И я смотрел на багровый закат, смотрел на этот столбик, густо исписанный ровными подслеповатыми буквами, и чувствовал себя так, будто меня обокрали»[39 - Абрамов Ф. Собр. соч. Т. 4. С. 106–107.].
Возмущенный герой рассказа идет к последнему оставшемуся в живых красному партизану и тот, рассказывая о реальном Архипе Белоусове, окончательно развенчивает мифотворчество, связанное с красной могилой, осененной приспущенными знаменами.
«В окна глухо постукивал косой дождь. Темные дорожки бежали по верхним незанавешенным стеклам, и лицо у старика тоже было мокрое.
Я тихонько встал и вышел на улицу.
На деревне было темно, как в глухую осеннюю ночь. Ни одного огонька не было в окнах: видимо, всех сегодня ненастье застало врасплох.
Я брел в темноте по мокрой дороге, оступался, залезал в лужи и все пытался представить себе Архипа Белоусова таким, каким он был в жизни.
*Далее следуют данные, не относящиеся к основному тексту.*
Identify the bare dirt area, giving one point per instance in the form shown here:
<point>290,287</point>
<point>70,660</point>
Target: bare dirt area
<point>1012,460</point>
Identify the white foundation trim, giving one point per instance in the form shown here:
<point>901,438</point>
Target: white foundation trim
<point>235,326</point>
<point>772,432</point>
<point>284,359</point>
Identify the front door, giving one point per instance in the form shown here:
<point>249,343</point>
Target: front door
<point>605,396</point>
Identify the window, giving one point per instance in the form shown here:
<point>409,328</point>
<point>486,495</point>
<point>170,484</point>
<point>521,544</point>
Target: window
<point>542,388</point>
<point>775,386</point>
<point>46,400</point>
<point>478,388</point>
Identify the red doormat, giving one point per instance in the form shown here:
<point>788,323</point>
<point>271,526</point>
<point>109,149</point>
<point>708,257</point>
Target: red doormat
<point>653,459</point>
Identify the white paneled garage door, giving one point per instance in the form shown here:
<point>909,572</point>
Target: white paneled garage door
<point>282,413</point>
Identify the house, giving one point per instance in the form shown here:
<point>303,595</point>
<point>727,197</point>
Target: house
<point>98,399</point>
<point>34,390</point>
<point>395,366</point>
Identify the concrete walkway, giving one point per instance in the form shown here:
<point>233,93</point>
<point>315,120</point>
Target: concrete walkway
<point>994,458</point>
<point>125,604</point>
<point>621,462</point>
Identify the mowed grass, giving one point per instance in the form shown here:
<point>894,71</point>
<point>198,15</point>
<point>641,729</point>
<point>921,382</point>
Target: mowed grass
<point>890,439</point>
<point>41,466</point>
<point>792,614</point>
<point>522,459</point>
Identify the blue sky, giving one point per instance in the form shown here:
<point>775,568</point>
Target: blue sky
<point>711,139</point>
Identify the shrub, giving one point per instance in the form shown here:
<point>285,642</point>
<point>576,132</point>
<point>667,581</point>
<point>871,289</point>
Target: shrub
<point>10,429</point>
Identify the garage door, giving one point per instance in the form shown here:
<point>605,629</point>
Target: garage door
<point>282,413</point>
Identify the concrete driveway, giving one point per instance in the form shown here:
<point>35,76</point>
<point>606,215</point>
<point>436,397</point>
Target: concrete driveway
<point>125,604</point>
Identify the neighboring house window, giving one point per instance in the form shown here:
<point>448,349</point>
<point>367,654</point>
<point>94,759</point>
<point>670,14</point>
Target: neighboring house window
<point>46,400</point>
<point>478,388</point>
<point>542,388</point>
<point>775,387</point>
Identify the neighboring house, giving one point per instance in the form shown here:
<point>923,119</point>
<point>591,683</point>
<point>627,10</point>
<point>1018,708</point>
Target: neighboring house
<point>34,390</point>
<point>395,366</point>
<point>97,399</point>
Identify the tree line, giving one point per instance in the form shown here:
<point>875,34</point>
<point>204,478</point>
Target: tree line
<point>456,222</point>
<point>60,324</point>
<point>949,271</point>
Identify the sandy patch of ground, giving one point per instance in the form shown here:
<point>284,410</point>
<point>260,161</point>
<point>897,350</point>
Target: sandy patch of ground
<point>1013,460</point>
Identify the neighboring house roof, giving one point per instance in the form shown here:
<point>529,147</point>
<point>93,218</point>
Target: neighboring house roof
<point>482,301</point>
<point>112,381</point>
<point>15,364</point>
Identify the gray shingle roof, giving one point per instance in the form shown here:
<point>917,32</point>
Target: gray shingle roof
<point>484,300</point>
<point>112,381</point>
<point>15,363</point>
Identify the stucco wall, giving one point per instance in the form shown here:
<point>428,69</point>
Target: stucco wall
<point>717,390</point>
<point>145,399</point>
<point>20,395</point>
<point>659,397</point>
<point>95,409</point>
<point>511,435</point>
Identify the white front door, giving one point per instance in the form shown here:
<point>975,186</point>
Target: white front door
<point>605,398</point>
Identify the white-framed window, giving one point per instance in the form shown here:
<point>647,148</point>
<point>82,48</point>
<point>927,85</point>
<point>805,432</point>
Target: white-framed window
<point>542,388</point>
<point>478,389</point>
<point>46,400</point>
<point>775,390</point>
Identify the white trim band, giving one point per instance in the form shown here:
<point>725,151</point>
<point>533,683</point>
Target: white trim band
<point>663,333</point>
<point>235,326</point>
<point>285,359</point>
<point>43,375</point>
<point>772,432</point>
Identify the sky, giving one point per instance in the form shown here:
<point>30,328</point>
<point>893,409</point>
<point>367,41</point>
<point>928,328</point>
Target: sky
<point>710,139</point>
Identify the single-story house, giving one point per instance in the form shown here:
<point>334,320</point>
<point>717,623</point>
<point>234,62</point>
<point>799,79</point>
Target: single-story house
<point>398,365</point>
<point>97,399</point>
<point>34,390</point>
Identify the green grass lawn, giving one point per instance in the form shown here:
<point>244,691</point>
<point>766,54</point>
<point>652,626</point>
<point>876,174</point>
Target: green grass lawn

Дождь не утихал. На открытых местах выл и свистел ветер.
В такую непогодь я любил, бывало, стоять под соснами у партизанской могилы. Сосны шумели, охали и стонали. А мне все казалось, что это стонет и охает Архип Белоусов, у которого разболелись в ненастье старые раны.
И когда впереди, в бледных вспышках молний, верблюжьим силуэтом обозначилась старая церковь, я машинально, по давней привычке, свернул с дороги и зашагал к крутояру»…
Впрочем, тут мы забегаем вперед…
К метаморфозам красной могилы – кстати сказать, размышления о могиле в «Дневнике» 1956 года как раз со смертью Фадеева и соседствуют! – мы еще вернемся, а пока, говоря о написанном в 1937 году стихотворении «Серго Орджоникидзе», надо подчеркнуть его глубинную, хотя и немного лязгающую металлом искренность.
У шестнадцатилетнего Федора Абрамова не было никаких сомнений в создаваемой сталинским агитпропом мифологии, потому что он сам был частью этой мифологии…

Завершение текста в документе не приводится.